A cropped photograph of the High Line signature benches, in which the concrete paving "peels up" to become a bench with wood slats.
Copyright ETM Associates, LLC
New York, New York
Client: Friends of the Highline, City of New York
Awards: O+M Plan - NJASLA Landscape Planning & Analysis Award, 2017 and NYASLA Analysis, Planning, Research & Communications Award, 2020

The High Line is an iconic elevated freight line park that runs from the Lower West Side of Manhattan up to 30th Street. The park is 20-30 feet above street level and as a result, many conventional maintenance strategies are not applicable to the site. Even daily tasks, such as uploading trash or bringing materials onto the freight line-turned-park, can prove problematic. Moreover, the nature of the structure and the design greatly restrict the use of vehicles on site. With these and other site restrictions in mind, ETM Associates worked with James Corner Field Operations, an NYC landscape architecture firm, the NYC Department of Parks, the NYC Economic Development Corporation, and Friends of the High Line, a non-profit organization, to develop a Maintenance and Operations Plan for Phases 1 and 2 of the High Line.
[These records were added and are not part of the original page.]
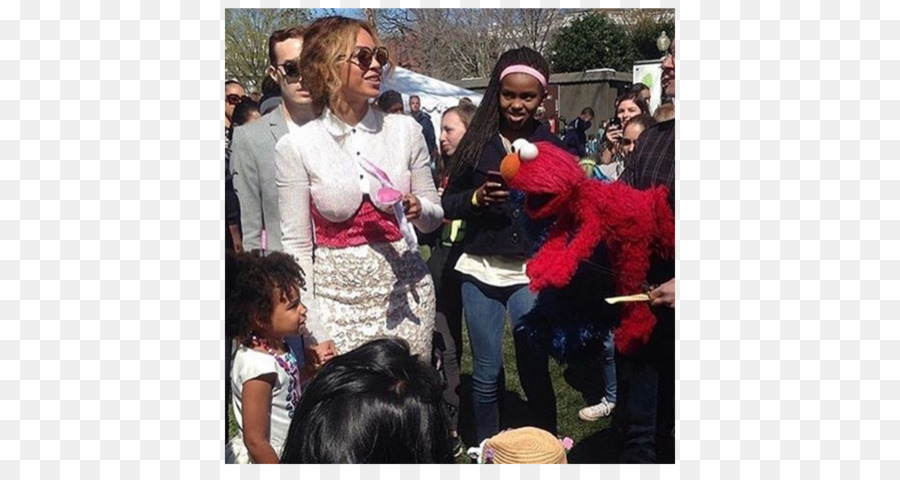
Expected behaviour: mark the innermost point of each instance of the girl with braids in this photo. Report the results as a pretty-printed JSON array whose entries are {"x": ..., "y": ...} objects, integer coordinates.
[
  {"x": 351, "y": 185},
  {"x": 262, "y": 307},
  {"x": 496, "y": 244}
]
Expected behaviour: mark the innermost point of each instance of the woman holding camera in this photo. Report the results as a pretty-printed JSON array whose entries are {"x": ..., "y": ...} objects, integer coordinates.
[{"x": 628, "y": 106}]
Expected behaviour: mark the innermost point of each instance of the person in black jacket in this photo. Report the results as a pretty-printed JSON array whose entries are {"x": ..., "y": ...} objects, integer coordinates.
[
  {"x": 576, "y": 132},
  {"x": 496, "y": 244}
]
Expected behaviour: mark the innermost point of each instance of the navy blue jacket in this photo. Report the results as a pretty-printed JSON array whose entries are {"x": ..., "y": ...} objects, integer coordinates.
[{"x": 499, "y": 229}]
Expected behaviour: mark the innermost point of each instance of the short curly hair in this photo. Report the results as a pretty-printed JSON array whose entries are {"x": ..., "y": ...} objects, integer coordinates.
[
  {"x": 327, "y": 44},
  {"x": 251, "y": 278}
]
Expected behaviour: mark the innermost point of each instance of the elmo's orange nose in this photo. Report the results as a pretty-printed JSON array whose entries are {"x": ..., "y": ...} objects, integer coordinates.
[{"x": 510, "y": 166}]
A prime example of ETM’s role was the revision in design of the proposed peel-up benches. Initial plans called for the entire bench to be constructed as one continuous length of concrete that would run 12 feet long or more. After diligent research, ETM determined that when the bench requires any repair or replacement, it would be necessary to shut down the street and rent a five-ton crane to lift the new material onto the site. Without compromising the integrity of the design, ETM advised replacing the seating portion of the bench with traditional slats, thus allowing ease of material delivery and replacement.

In addition, ETM advised on the design of park maintenance facilities and special equipment needs. Some of these recommendations included planning for lifts that would be required to hoist materials and supplies from street level; garbage chutes that enable direct delivery of trash to street level; and small mobile units, such as golf carts and bicycles, outfitted for maintenance work.

Some of the maintenance challenges have been alleviated with the opening of Phase 3 of the High Line. At the time of ETM’s work, the future of Phase 3 was uncertain and our Maintenance and Operations Plan had to account for not having direct ground access.

ETM’s Maintenance and Operations Plan for the park won an NJASLA Landscape Planning and Analysis Award and an NYASLA Analysis, Planning, Research & Communications Award. The High Line itself also has won a myriad of awards since opening.